Stephen Slivinski, director of budget studies at the Cato Institute think tank in Washington, looked at 101 of the largest programs the GOP once put on the death list and found that Congress increased spending on them by 27 percent.
Josh Bolten, director of the White House Office of Management and Budget, blames budget bloat on expenses from the war on terrorism. Yet Slivinski contends that even if spending on homeland security and defense programs were put aside, the last four years saw the largest increase in federal spending since Lyndon Johnson's Great Society.
The National Taxpayers Union says that for every 23 bills introduced in the last Congress, only one proposed cutting spending on federal programs.

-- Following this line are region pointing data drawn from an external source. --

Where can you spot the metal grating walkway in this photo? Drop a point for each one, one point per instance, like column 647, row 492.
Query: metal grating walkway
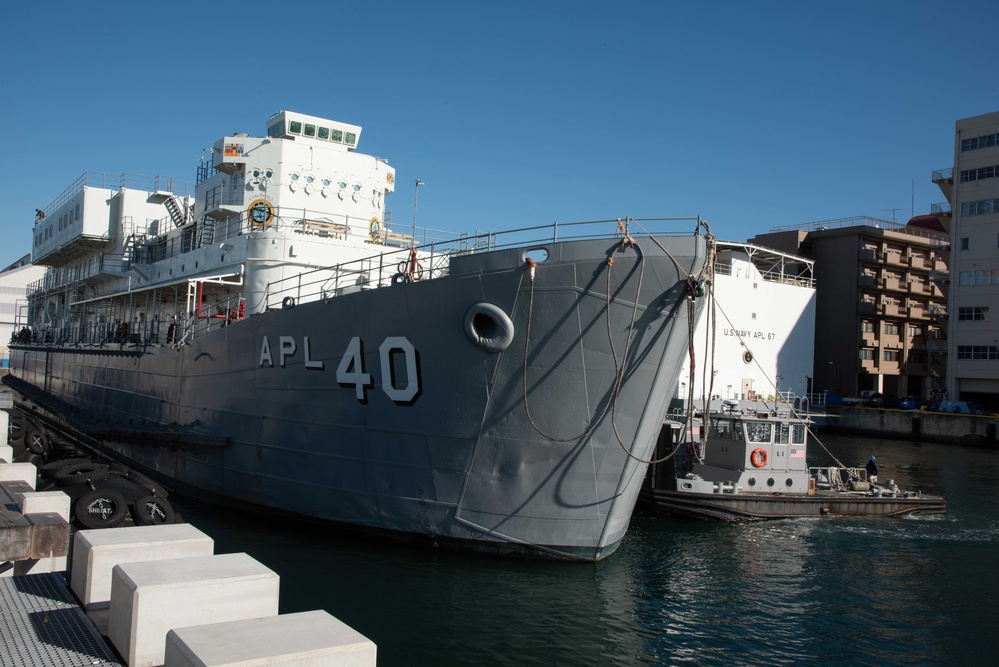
column 42, row 624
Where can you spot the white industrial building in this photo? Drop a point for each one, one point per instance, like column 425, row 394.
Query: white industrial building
column 764, row 333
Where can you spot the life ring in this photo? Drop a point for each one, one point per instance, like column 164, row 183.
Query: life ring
column 758, row 458
column 260, row 212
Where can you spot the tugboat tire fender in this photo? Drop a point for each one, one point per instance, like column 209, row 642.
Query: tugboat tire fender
column 758, row 457
column 488, row 327
column 102, row 508
column 152, row 511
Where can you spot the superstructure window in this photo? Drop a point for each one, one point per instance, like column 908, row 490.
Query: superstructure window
column 979, row 142
column 973, row 313
column 989, row 352
column 979, row 174
column 980, row 207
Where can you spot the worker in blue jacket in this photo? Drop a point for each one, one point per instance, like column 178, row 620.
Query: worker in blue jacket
column 872, row 470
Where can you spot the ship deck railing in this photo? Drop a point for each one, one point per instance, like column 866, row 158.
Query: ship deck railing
column 412, row 262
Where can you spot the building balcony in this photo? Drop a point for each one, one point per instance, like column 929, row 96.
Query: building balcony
column 940, row 276
column 940, row 210
column 938, row 345
column 890, row 309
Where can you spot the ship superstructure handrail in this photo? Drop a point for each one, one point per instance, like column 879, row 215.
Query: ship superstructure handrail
column 432, row 260
column 96, row 179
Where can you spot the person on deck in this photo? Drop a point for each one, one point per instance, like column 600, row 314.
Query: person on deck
column 872, row 470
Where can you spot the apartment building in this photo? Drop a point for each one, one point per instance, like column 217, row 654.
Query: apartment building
column 972, row 191
column 881, row 303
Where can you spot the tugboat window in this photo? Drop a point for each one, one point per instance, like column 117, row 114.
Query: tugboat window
column 759, row 431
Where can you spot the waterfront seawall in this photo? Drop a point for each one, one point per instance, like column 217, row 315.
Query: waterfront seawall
column 915, row 425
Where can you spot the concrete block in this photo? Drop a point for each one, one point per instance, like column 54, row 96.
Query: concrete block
column 19, row 472
column 96, row 552
column 36, row 502
column 148, row 599
column 310, row 638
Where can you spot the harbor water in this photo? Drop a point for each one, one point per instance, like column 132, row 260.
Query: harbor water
column 835, row 590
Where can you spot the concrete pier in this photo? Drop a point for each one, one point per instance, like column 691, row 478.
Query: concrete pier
column 307, row 638
column 149, row 590
column 148, row 599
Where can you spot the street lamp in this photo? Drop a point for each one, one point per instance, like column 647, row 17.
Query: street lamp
column 416, row 198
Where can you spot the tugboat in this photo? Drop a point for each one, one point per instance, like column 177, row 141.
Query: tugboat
column 752, row 465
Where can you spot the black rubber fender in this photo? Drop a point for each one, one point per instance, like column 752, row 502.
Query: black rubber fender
column 15, row 427
column 36, row 440
column 80, row 472
column 146, row 483
column 152, row 511
column 101, row 508
column 50, row 469
column 488, row 327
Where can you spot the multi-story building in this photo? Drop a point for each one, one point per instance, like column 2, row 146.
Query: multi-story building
column 881, row 304
column 972, row 191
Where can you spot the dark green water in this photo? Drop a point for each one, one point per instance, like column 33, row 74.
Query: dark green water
column 912, row 591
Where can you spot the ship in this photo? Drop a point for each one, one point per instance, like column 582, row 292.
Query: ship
column 268, row 338
column 751, row 464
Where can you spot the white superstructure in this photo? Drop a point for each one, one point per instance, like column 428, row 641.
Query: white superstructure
column 765, row 329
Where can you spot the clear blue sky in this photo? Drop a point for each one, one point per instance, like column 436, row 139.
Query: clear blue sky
column 751, row 114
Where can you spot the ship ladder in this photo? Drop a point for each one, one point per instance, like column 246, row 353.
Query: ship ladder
column 207, row 232
column 178, row 215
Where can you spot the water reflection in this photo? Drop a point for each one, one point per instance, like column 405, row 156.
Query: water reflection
column 806, row 591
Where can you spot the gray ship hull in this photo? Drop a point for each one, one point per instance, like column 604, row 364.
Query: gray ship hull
column 380, row 409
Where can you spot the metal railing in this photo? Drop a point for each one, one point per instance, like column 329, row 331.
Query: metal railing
column 96, row 179
column 433, row 260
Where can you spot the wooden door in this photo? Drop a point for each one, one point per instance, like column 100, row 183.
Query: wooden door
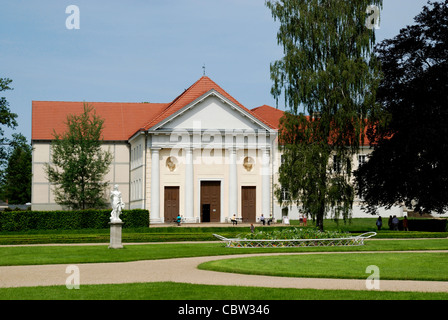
column 210, row 201
column 171, row 203
column 248, row 203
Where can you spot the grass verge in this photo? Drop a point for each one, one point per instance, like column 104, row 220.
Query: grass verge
column 184, row 291
column 35, row 255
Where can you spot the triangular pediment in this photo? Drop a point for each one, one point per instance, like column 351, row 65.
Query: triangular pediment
column 211, row 111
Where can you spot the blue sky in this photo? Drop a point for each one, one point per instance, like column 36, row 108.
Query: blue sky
column 135, row 51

Analyst Demian Brady said the argument on Capitol Hill last year came down to "whether to grow government at warp speed or merely the speed of light."
The American Legion has settled a raging dispute over whether wood baseball bats are safer than metal bats. The veterans organization, which sponsors high school baseball leagues around the country, says it investigated the matter after an American Legion baseball pitcher died as a result of being hit in the head by a baseball propelled by a metal bat in 2003.
Larry Price, chairman of a Legion committee that examined the issue, said the panel spent nine months looking at all the evidence on whether wooden bats are "safer" before concluding there's "no clear evidence" for a blanket ban on non-wood bats.
The security industry reports that the post-9/11 era has been a boom time for engineers, architects and electronics specialists who are knowledgeable about security concerns. The American Society for Industrial Security reports that the top average salaries of security specialists jumped to $346,000 in 2004. The highest salaries are offered by banks and securities concerns, fretting about the spate of hacking and loss of customers' financial data.
The Iraq war is producing its own baby boom.
Nine months after the U.S. Army's 1st Armored Division began returning from Iraq last summer, maternity hospitals reported a surge in babies. Health-care personnel in Germany, where the division is based, reported births increased from one or two a month to 40 a month currently, and the Army has been forced to use maternity wards in nearby civilian hospitals to deal with the onslaught.
Advocacy campaigns are flooding congressional e-mail in-boxes with so much material that members of Congress are telling constituents to fill out "Web forms" if they want to get messages through. Some senators' e-mail systems now send back automatic replies informing senders that their e-mails will be ignored because they sent them through third-party sites.
Advocacy groups are crying foul, contending lawmakers can't ignore messages from constituents. But some acknowledge they share the blame for the declining impact of e-mails because some organizations just cc'd comments to all members of Congress, instead of targeting members individually.